1. In this article, I use humanitarianism to refer to a moral ethos that manifests outside formal institutions of aid, while humanitarian aid refers to the formalized institutions of aid.

2. See Malkki 1995, 216–17, on the “problem” of rich refugees.

3. In the Democratic Republic of Congo, Nancy Rose Hunt (2010) attended to acoustic memories—the sounds of laughing and crying women—to confront the dominance of the humanitarian apparatus and to articulate the possibilities for repetition and difference in the production of humanitarian subjectivities over time.

4. In contrast to culinary art, where “whether or not a cook is successful, a cook trie[s] to serve only foods of superior flavor to a guest, that is, foods prepared with the highest technical skill possible” (Adapon 2008, 47).

5. I used social resource maps to collect data on an individual’s social relations and resource exchanges in the form of money, food, provisions, labor, and emotional/spiritual support.
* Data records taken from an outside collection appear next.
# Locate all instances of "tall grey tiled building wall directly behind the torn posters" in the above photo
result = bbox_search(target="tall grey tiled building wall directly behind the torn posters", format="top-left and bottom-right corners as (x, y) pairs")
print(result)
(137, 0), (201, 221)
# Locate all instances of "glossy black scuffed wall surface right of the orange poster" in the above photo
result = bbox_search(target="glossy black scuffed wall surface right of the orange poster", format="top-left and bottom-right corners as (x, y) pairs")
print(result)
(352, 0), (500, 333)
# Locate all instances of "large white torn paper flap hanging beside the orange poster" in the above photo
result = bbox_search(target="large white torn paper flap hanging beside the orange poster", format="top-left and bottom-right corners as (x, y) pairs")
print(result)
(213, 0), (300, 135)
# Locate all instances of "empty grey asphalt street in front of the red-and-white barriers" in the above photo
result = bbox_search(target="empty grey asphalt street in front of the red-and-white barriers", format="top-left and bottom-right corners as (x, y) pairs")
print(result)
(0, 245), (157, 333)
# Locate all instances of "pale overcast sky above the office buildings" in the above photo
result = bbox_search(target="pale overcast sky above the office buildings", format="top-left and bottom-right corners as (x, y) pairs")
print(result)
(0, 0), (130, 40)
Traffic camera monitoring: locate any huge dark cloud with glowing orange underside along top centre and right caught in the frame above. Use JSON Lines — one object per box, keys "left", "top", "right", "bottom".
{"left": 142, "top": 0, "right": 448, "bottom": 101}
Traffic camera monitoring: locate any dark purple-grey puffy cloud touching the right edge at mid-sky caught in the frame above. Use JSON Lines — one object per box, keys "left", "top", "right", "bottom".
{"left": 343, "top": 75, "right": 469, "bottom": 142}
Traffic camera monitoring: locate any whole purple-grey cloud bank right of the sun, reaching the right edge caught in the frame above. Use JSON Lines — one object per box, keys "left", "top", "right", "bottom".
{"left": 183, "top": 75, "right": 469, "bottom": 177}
Participants used a bean allocation method to evaluate the weight or significance of each relationship.

6. This is a historic example of the characterization advanced by Didier Fassin and Marielle Pandolfi (2010, 12) that sees contemporary humanitarianism as “the politics of military intervention . . . now played out in the name of humanitarian morality.”
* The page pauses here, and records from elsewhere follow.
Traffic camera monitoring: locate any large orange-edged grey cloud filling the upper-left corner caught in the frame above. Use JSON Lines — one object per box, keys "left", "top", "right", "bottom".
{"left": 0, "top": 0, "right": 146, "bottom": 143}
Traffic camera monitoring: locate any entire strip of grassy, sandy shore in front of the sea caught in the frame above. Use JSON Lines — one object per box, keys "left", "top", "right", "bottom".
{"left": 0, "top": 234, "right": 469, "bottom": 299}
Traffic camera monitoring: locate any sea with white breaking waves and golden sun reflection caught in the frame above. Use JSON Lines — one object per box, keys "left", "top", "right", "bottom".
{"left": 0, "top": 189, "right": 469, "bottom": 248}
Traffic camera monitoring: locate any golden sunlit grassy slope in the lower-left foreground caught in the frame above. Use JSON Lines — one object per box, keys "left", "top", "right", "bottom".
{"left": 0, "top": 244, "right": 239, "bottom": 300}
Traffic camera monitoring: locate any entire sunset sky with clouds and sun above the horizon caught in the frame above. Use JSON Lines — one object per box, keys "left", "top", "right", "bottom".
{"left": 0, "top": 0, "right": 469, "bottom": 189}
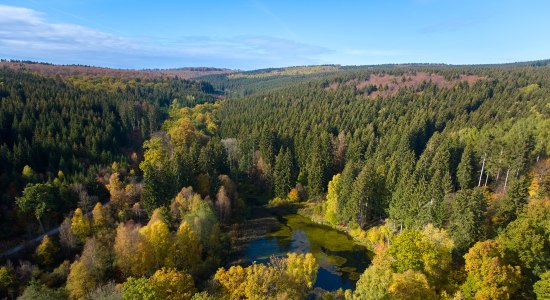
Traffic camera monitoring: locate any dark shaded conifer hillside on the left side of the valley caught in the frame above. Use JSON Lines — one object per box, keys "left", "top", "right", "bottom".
{"left": 0, "top": 68, "right": 215, "bottom": 237}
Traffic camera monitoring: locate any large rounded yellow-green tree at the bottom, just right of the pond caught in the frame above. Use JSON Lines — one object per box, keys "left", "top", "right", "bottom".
{"left": 353, "top": 224, "right": 454, "bottom": 299}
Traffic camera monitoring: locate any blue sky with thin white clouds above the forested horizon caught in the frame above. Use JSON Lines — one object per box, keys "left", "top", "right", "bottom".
{"left": 0, "top": 0, "right": 550, "bottom": 70}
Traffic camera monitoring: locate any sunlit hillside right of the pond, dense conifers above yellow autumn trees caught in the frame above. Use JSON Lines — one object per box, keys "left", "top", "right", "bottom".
{"left": 219, "top": 66, "right": 550, "bottom": 299}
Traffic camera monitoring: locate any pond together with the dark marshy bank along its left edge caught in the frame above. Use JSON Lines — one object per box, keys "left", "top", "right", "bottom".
{"left": 229, "top": 200, "right": 371, "bottom": 290}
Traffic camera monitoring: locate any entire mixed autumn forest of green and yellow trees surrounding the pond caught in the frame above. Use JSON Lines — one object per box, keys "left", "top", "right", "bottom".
{"left": 0, "top": 61, "right": 550, "bottom": 300}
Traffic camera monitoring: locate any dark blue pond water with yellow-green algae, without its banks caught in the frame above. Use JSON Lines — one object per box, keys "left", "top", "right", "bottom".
{"left": 244, "top": 214, "right": 370, "bottom": 291}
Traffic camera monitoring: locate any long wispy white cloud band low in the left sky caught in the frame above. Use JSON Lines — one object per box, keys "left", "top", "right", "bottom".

7. Eyewitness testimony presented in the final report of the Republic of Liberia Truth and Reconciliation Commission (2009, 91) suggests that American soldiers stationed near Smell-No-Taste went beyond abuse and even killed Liberian civilians, but this testimony has not been investigated or confirmed.

8. Vulnerability was defined as: individuals sixty years and older, including their dependents; malnourished children and their immediate family members; individuals with disabilities; individuals with chronic or terminal illnesses (HIV, TB, cancer) and their dependents; unaccompanied minors; and socially vulnerable individuals.

9. Plantation owners sought slaves from specific ethnic groups because they possessed knowledge and techniques of rice cultivation (Carney 2001, 80).

10. Education (Moran 1990) and salary (Tonkin 1981) were prominent “civilized” characteristics.

11. Existing accounts of Liberian cooking include Liberian Cookhouse Cooking (Keenan 1997), produced by the Friends of Liberia (mostly former Peace Corps workers), and Kwi Cooking (D’Azevedo 1962), created by the wife of the anthropologist Warren d’Azevedo. Kwi is a Kru word that refers to “civilized” or “Westernized.”

12. At Buduburam, many households were unable to cook daily and relied on an often-unrefrigerated pot of soup for two or three days.

13. Cassava is prepared in a variety of ways, as fufu (dried and fermented cassava, boiled and beaten), GB (peeled and boiled cassava, beaten into a dense substance), dumboy (peeled and boiled cassava, beaten less than GB to provide a softer texture), gari (dried cassava, pounded to small flakes, prepared with hot water or eaten dry), and deepa (dried cassava, pounded to dust and cooked with hot water).

14. Maryland County was initially settled by the Maryland Colonization Society.

15. After nearly two decades of existence, Buduburam had acquired the bureaucratic label of a “protracted refugee situation,” which reflected a shift away from humanitarian interest to support for the repatriation of refugees to Liberia.

16. Judith Carney (2001, 73) has argued that on the Upper Guinea coast, maize “became indelibly associated with slavery in Africa.” This may have contributed to the negative reception of corn among Liberians.

17. Kokodolo was sold at street stalls by Ghanaian vendors and was not necessarily made with food rations.

18. I thank Erin Trapp for pointing me to this interpretation of abundance and scarcity.